Don't waste your time getting technical expertise. Unless you love the thought of submersing yourself in techno-minutiae forever, don't bother obtaining technical expertise. It takes years, is boring and requires you to keep learning esoterica all your life. You can always hire technical experts; you should learn how to run a business.
So how should you learn to run a business? Volunteer or work for successful businesspeople. The best experience comes from hands-on work.
Spend most of your time marketing. No matter how good your service or product is, you'll have a hard time succeeding if you don't spend a lot of time marketing.

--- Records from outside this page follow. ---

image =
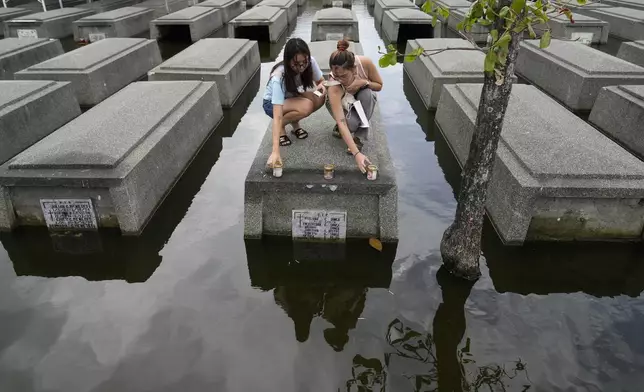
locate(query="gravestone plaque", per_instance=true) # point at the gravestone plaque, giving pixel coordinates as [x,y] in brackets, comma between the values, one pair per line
[75,214]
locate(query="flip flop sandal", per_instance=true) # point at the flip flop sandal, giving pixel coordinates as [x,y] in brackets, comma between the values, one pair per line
[300,133]
[285,141]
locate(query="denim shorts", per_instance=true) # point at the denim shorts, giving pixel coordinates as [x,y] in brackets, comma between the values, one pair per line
[268,108]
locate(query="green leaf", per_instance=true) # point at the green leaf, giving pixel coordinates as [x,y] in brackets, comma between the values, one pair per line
[490,60]
[545,40]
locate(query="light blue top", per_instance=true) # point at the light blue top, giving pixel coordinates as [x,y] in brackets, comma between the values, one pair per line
[275,87]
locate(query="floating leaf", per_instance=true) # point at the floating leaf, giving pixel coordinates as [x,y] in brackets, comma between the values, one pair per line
[375,243]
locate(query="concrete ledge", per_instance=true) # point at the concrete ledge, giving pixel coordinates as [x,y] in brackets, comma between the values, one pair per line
[633,52]
[556,178]
[574,73]
[100,69]
[50,24]
[371,206]
[321,51]
[124,162]
[273,20]
[17,54]
[619,113]
[31,110]
[335,23]
[201,22]
[406,23]
[229,62]
[230,9]
[121,23]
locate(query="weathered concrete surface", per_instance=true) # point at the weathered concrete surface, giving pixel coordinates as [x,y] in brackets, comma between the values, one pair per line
[556,177]
[31,110]
[202,21]
[229,62]
[619,113]
[633,52]
[10,13]
[384,5]
[429,73]
[17,54]
[125,162]
[50,24]
[100,69]
[625,23]
[121,23]
[273,19]
[409,23]
[573,72]
[159,6]
[371,206]
[230,8]
[290,6]
[335,23]
[321,51]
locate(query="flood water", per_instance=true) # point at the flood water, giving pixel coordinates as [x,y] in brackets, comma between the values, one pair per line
[190,306]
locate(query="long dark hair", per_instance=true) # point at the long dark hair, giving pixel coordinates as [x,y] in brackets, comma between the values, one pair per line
[293,47]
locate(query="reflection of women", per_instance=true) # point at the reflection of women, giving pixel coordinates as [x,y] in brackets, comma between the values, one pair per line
[353,78]
[288,97]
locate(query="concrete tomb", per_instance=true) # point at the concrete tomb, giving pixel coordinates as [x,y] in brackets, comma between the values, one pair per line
[31,110]
[555,177]
[100,69]
[574,73]
[290,6]
[624,23]
[335,23]
[430,72]
[113,165]
[193,23]
[50,24]
[633,52]
[10,13]
[17,54]
[229,62]
[348,203]
[230,9]
[619,113]
[321,51]
[122,23]
[402,24]
[384,5]
[260,23]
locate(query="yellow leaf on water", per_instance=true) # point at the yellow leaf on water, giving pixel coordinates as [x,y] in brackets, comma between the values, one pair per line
[375,243]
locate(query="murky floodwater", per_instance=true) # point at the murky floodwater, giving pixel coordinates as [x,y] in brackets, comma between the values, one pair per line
[189,306]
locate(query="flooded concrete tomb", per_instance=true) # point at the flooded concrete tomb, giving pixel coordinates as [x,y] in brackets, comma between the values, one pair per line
[112,166]
[230,62]
[556,178]
[17,54]
[230,9]
[573,72]
[364,208]
[193,23]
[619,113]
[121,23]
[31,110]
[633,52]
[334,24]
[49,24]
[260,24]
[402,24]
[100,69]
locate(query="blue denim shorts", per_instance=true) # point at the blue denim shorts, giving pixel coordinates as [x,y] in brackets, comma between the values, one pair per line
[268,108]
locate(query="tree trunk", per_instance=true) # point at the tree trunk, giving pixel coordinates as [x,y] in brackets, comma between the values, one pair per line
[461,244]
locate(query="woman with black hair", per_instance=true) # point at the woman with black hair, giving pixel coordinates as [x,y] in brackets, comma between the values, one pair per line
[294,91]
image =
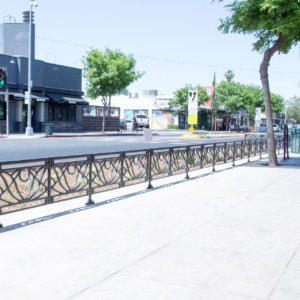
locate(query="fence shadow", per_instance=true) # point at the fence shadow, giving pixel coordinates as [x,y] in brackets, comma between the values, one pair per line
[96,205]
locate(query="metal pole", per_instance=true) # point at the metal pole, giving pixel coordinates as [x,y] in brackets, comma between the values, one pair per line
[7,105]
[29,129]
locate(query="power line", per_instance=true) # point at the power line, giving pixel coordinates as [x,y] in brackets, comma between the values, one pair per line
[296,87]
[172,61]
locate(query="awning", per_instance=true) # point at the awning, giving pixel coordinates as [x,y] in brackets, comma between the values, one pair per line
[39,97]
[17,95]
[62,98]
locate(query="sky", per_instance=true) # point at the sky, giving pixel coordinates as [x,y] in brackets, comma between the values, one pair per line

And here are some ways to market yourself for free:
- Send press releases to local media.
- Get interviewed on a talk show. Especially on smaller stations, getting on the air is easier than you may think.
- Post fliers where your target customers will see them. If I were looking for new clients, I might post fliers near a college's career center saying, 'Want more from your career center? I pick up where career centers leave off.'
- Write an article for a trade publication or have someone else write one about your business. My favorite clients are doctors, so I might write a piece for the local medical society's newsletter titled, 'When Doctors Need a Career Transplant.'
- Give speeches or seminars at conventions and trade shows attended by your target audience.
- Figure out a category of businessperson you could cross-refer with: 'I'll send you mine if you'll send me yours.' In my case, as a career consultant I'd target psychotherapists. I'd attend a local conference of therapists, and during the breaks, chat with people until I found someone to whom I could honorably refer clients.
- Make a list of people who could most benefit from you. Ask nothing of them. Get together socially, or send them an article they might find interesting. Only after you've done a few such things for or with them can you gently start to call in some chips.
Although I have many years of schooling, the lessons I learned from my father and from successful businesspeople have had the greatest impact on me. Are there any lessons in particular you remember? Any you want to pass on to your children?